Love's official title was chief operating office and director of development.

In 2014, the museum’s executive director, Lacy Ward Jr., was fired after less than a year on the job.

It’s a fair question as to why this high-profile turnover is happening and whether it will affect fundraising.

Love’s departure was handled quietly and with terse pronouncements from museum leaders.

“People leave jobs and change jobs every day,” Earl Jones, the museum’s co-founder, said.

...“Bay had decided a long time ago that he wanted to do something different.”

Maybe Love found out Skip and Earl
want to receive income from the property,
which the News and Record has been aware of for years
and never reported

I have two unrelated sources 
who say Skip and Earl intended/intend to take income for rent
once the tax credits are paid off, not that it matters

When he was hired last year, Love said:

"This is an organization worth working for," Love said then. "I'm honored to be a part of it."

Swaine added that he hopes to replace Love with an accountant and take on the fundraising as a focus...
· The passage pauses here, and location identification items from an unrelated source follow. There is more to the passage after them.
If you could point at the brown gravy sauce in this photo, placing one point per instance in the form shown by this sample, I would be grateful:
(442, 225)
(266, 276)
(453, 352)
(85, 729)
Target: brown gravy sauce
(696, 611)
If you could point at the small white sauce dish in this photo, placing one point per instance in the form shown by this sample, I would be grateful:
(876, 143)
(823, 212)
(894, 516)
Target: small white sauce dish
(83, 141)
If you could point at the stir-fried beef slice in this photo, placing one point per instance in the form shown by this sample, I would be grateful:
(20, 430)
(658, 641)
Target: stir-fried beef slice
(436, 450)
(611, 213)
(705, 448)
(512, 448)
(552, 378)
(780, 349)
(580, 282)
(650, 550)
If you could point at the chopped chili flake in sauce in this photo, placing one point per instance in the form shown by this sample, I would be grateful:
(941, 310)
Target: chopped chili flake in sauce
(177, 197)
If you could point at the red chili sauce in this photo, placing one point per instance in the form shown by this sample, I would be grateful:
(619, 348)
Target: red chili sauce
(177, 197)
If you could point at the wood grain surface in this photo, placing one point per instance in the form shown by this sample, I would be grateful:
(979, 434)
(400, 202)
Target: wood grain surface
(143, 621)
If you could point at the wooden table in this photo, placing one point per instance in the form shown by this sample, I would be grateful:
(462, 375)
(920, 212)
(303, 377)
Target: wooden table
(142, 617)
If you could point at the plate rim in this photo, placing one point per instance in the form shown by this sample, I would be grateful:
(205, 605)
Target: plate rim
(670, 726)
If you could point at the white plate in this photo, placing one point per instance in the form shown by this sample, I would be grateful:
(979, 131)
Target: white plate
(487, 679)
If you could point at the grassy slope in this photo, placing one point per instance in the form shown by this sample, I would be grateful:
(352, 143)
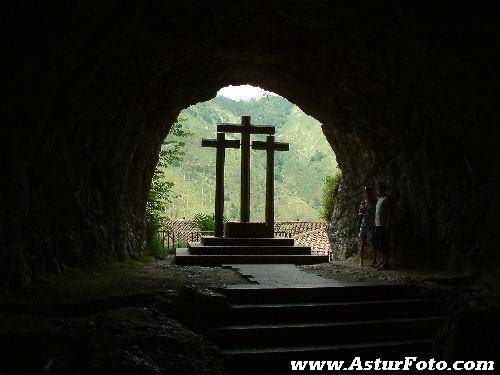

Accountants make great fund raisers...

“No comment is warranted.”
"White elephant

A white elephant is a possession which its owner cannot dispose of and whose cost, particularly that of maintenance, is out of proportion to its usefulness. The term derives from the story that the kings of Siam, now Thailand, were accustomed to make a present of one of these animals to courtiers who had rendered themselves obnoxious, in order to ruin the recipient by the cost of its maintenance.

The Nancy's and friends turned Triad Stage
and the Carolina Theater into white elephants
with a white elephant

In modern usage, it is an object, scheme, business venture, facility, etc., considered without use or value.

...In the West, the term "white elephant" relating to an expensive burden that fails to meet expectations, was popularized following P. T. Barnum's experience with an elephant named Toung Taloung that he billed as the "Sacred White Elephant of Burma". After much effort and great expense, Barnum finally acquired the animal from the King of Siam only to discover that his "white elephant" was actually dirty grey in color with a few pink spots.

The expressions "white elephant" and "gift of a white elephant" came into common use in the middle of the nineteenth century.

The phrase was attached to "white elephant swaps" and "white elephant sales" in the early twentieth century.

Many church bazaars held “white elephant sales” where donors could unload unwanted bric-a-brac, generating profit from the phenomenon that one man’s trash is another man’s treasure. Many organizational and church fairs still use the term today. In general use a “white elephant” usually refers to an item that’s not useful (decorative) but may be expensive and odd."